Zur Anwendung der Zinshöhenschranke kommt es nicht, sofern der Darlehensgeber in seinem Ansässigkeitsstaat einer wesentlichen wirtschaftlichen Tätigkeit nachgeht (sog. Substanzausnahme). Dies setzt insbesondere den Einsatz der für die Ausübung der Tätigkeit erforderlichen sachlichen und personellen Ausstattung in diesem Staat voraus. Die Tätigkeit muss durch hinreichend qualifiziertes Personal selbständig und eigenverantwortlich ausgeübt werden. Eine Geschäftsbesorgung durch Dritte genügt nicht. Diese Substanzausnahme wird wiederum nicht gewährt, wenn der Darlehensgeber in einem Staat ansässig ist, der nach einschlägigen Vereinbarungen nicht zum Leisten von Amtshilfe verpflichtet ist.

Darüber hinaus wird dem Steuerpflichtigen (Darlehensnehmer) die Möglichkeit eröffnet nachzuweisen, dass sowohl der Gläubiger (Darlehensgeber) als auch – im Falle von Unternehmensgruppen – die oberste Muttergesellschaft das Kapital bei sonst gleichen Umständen nur zu einem über dem Höchstsatz liegenden Zinssatz hätten erhalten können. Gelingt dieser Nachweis, dann ist als Höchstsatz dieser nachgewiesene Zinssatz anzuwenden, der im günstigsten Fall hätte erzielt werden können. Als Nachweis kommen etwa der Refinanzierungssatz der obersten Muttergesellschaft oder Datenbankstudien auf Ebene der obersten Muttergesellschaft zum
Zeitpunkt des Abschlusses der zu untersuchenden Finanzierungsbeziehung in Betracht. Nicht ausreichend sind hingegen reine Angebote von Banken oder anderen möglichen
Gläubigern.

Die Einführung einer Zinshöhenschranke verschärft die steuerlichen Rahmenbedingungen für konzerninterne Finanzierungsbeziehungen in Deutschland weiter. Dies gilt insbesondere vor dem Hintergrund, dass auch Darlehen zwischen inländischen Gesellschaften einer Unternehmensgruppe erfasst werden. Im Einzelfall werden Zinserträge in Deutschland somit voll versteuert, während Zinsaufwendungen nicht abgezogen werden können.

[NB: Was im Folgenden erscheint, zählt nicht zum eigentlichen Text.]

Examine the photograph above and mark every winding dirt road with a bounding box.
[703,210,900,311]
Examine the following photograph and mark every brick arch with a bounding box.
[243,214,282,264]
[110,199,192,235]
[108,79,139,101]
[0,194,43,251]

Insbesondere Finanzierungen über „substanzlose“ Joint-Venture-Gesellschaften oder über Zwischenholdings sollten vor diesem Hintergrund geprüft werden.

 

2. Verbesserte Abschreibungsbedingungen für Wohngebäude

Für Wohnzwecken dienende Gebäude, mit deren Herstellung nach dem 30.09.2023 und vor dem 1.10.2029 begonnen wird, ist die Einführung einer degressiven AfA mit einem unveränderlichen Prozentsatz i.H.v. 6 % vom jeweiligen Buchwert (Restwert) zur Förderung des Wohnungsbaus vorgesehen. Das gilt auch für im Jahr der Fertigstellung angeschaffte Wohngebäude, wenn die Anschaffung auf Grund eines nach dem 30.09.2023 und vor dem 1.10.2029 rechtswirksam abgeschlossenen obligatorischen Vertrags erfolgt.

 

3. Gewerbesteuer: Erhöhung der Bagatellgrenze für Stromlieferungen im Rahmen der erweiterten Grundstückskürzung

Für Grundstücksunternehmen war es ab dem Veranlagungsjahr 2021 für Zwecke der erweiterten Grundstückskürzung unschädlich, neben Einnahmen aus Vermietung und Verpachtung eigenen Grundbesitzes auch Einnahmen aus der Lieferung von Strom zu erzielen. Die Einnahmen aus der Lieferung von Strom müssen dabei entweder aus dem Betrieb von Anlagen zur Stromerzeugung von erneuerbaren Energien i.S.d. § 3 Nr. 21 EEG oder aus dem Betrieb von Ladestationen für Elektrofahrzeuge oder Elektrofahrräder stammen. Diese Einnahmen sind selbst nicht gewerbesteuerlich begünstigt und durften bislang 10 % der Einnahmen aus der Gebrauchsüberlassung des Grundbesitzes (Warmmiete) bezogen auf das Grundstücksunternehmen betragen. Diese Freigrenze soll durch das Wachstumschancengesetz nun auf 20 % erhöht werden.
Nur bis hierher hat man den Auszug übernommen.